In a small study, Larkin and Jorgensen (2015) used iPads creatively to video record the in-class mathematical activities of elementary school students and at the same time capture the students’ thoughts, feelings and emotions about these activities. Data were gathered over a sustained period. Special preparations included the following:

Two tents were erected, one in each year 3 and 6 shared space, to create a “mathematical thinking space.” Students were able to enter the tent to record their video as they chose, within the boundaries of the usual classroom teaching requirements. This was usually during the times when students would be seated doing individual work or when they had completed set tasks; however, there was no requirement that all students must record a video. Students were able to use the video camera that comes standard with any iPad, to record their musings, and if they needed, they could also use the camera to take photographs of mathematics work relevant to their conversations (Larkin & Jorgensen, 2016, p. 930).

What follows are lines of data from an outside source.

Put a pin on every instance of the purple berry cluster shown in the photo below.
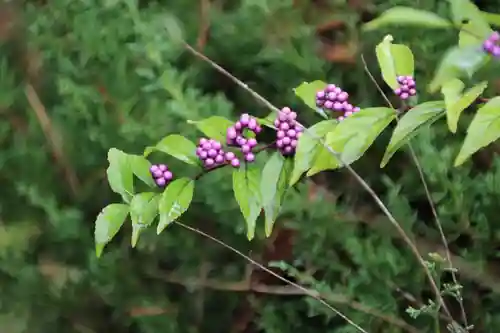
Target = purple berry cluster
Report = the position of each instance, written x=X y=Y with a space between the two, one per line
x=235 y=136
x=492 y=45
x=161 y=175
x=407 y=87
x=288 y=131
x=211 y=153
x=333 y=98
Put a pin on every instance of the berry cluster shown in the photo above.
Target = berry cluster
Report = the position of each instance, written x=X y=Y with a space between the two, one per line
x=161 y=175
x=210 y=152
x=407 y=87
x=492 y=44
x=333 y=98
x=288 y=131
x=235 y=136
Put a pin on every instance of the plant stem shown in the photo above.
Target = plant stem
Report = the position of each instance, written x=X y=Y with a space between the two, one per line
x=312 y=293
x=358 y=178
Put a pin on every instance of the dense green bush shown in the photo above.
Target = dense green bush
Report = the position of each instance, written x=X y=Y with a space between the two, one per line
x=108 y=76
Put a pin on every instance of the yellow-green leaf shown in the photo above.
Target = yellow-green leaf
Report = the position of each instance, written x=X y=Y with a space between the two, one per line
x=351 y=138
x=175 y=201
x=483 y=130
x=246 y=188
x=394 y=60
x=455 y=104
x=407 y=16
x=176 y=146
x=120 y=175
x=143 y=211
x=108 y=223
x=408 y=126
x=273 y=185
x=308 y=146
x=458 y=62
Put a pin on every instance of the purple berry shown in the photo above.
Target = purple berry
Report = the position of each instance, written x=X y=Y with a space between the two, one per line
x=168 y=175
x=235 y=163
x=209 y=162
x=161 y=182
x=219 y=159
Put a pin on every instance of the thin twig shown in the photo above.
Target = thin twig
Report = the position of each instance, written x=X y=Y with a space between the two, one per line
x=312 y=293
x=427 y=194
x=358 y=178
x=244 y=286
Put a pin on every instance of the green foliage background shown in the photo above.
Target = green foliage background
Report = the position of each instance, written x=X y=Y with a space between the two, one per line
x=109 y=76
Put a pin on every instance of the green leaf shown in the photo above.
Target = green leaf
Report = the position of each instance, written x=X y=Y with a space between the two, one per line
x=307 y=148
x=108 y=223
x=273 y=185
x=408 y=126
x=394 y=60
x=492 y=18
x=246 y=181
x=120 y=175
x=213 y=127
x=456 y=102
x=407 y=16
x=483 y=130
x=143 y=211
x=140 y=168
x=458 y=62
x=268 y=120
x=175 y=201
x=306 y=91
x=466 y=11
x=352 y=137
x=179 y=147
x=472 y=34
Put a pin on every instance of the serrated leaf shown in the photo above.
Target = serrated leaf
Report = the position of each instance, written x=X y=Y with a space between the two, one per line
x=408 y=126
x=456 y=104
x=268 y=120
x=472 y=34
x=177 y=146
x=273 y=185
x=140 y=168
x=306 y=91
x=466 y=11
x=214 y=127
x=407 y=16
x=143 y=211
x=352 y=137
x=108 y=223
x=119 y=174
x=175 y=201
x=394 y=60
x=308 y=146
x=483 y=130
x=492 y=18
x=246 y=182
x=457 y=63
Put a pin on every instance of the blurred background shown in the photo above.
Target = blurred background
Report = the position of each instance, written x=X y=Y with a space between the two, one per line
x=78 y=77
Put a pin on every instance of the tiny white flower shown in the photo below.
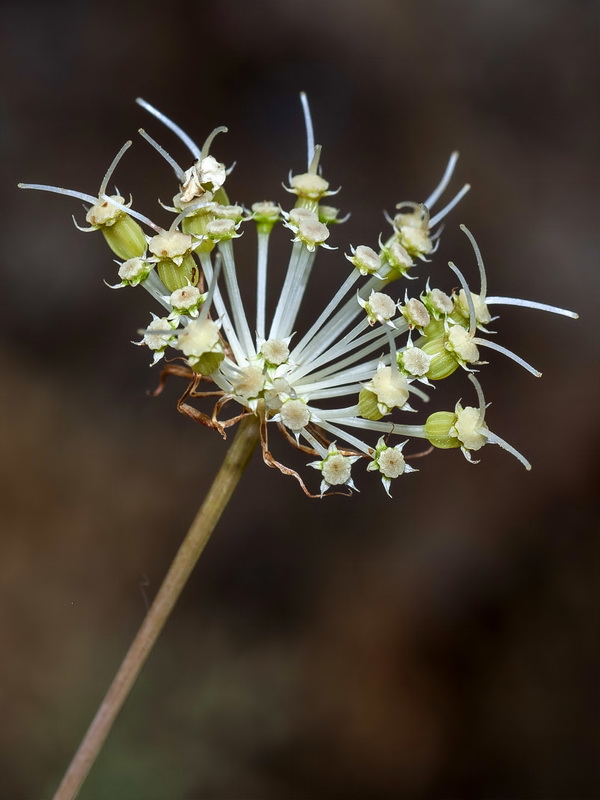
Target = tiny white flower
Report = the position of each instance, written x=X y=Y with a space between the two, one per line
x=335 y=468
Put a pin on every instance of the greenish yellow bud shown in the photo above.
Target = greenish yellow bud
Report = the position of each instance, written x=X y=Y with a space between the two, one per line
x=208 y=363
x=367 y=405
x=443 y=362
x=195 y=225
x=125 y=238
x=438 y=427
x=435 y=329
x=175 y=277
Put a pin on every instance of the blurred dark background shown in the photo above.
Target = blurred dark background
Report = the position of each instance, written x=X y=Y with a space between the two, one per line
x=442 y=644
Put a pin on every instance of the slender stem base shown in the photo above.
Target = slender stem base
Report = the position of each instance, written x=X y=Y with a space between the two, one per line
x=198 y=535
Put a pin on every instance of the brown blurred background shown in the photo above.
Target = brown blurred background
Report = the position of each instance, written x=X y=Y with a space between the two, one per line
x=439 y=645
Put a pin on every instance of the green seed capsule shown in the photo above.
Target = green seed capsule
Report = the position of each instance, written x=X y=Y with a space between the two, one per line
x=125 y=238
x=196 y=225
x=437 y=430
x=208 y=363
x=435 y=329
x=367 y=405
x=443 y=363
x=175 y=277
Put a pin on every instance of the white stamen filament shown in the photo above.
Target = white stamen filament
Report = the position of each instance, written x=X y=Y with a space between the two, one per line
x=468 y=295
x=494 y=439
x=417 y=431
x=509 y=353
x=298 y=249
x=310 y=135
x=235 y=298
x=179 y=173
x=298 y=287
x=447 y=209
x=480 y=265
x=316 y=445
x=261 y=282
x=516 y=301
x=41 y=187
x=189 y=143
x=347 y=437
x=132 y=213
x=222 y=312
x=336 y=391
x=111 y=169
x=210 y=138
x=440 y=188
x=333 y=303
x=211 y=288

Extra prompts, given as needed, included questions such as “What would I tell my mum and dad or my principal about what I did in maths today?” or “If maths were a food what type of food would it be?”. Themes elicited referred to difficulties with mathematics, hatred and anger towards the subject and topics within it, frustration, confusion, and boredom. The authors argued that the scope of the data obtained was more extensive and far richer than could have been gathered using more traditional methods.

Mathematics, Attitude, and iPads (2)

In stark contrast to Larkin and Jorgensen’s (2015) project, which relied heavily on the device’s video recording facility, Sinclair, Chorney, and Rodney (2015) focused on the sustained use of an application readily available on the iPad. The assumption that “children’s mathematical activity is not strictly cognitive, that it is deeply intertwined with affect” (Sinclair et al., 2015, p. 2) underpinned the work they carried out and the methodology they adopted. Like Larkin and Jorgensen (2015) the Sinclair et al. (2015) sample comprised young children. Those involved were aged six to eight years. How young children engaged with the multi-touch and freely available application TouchCounts (http://www.touchcounts.ca/) was explored via this application, which had been specifically designed for the iPad and for young children’s counting and doing arithmetic. Using rhythm as a primary unit of analysis the authors concluded that the students with whom they worked systematically discovered both specific and general expressions of mathematical patterns and that the rhythm of counting served as an active motivational tool.

FINAL COMMENTS

In the context of education research, the neo-positivist paradigm, discussed in Chapter 1 and Chapter 2, is distinguished from the classic positivist paradigm by an appreciation that realities of human behavior can be elusive phenomena. The research exercise in itself is a human pursuit subject to fallibility. Findings are provisional and contestable. Nevertheless the endeavor to uncover patterns and consistencies drives the researcher—it is the underpinning axiology. What emerges is intended to represent more than an individual’s interpretation of the subject explored; it is intended to provide an understanding, albeit a conditional understanding, of the reality of the matter. In this chapter, in keeping with the neo-positivist research paradigm, an account of attempts to elucidate patterns of performance and affect arising from the teaching of mathematics has been advanced; methodological possibilities have been critically analyzed.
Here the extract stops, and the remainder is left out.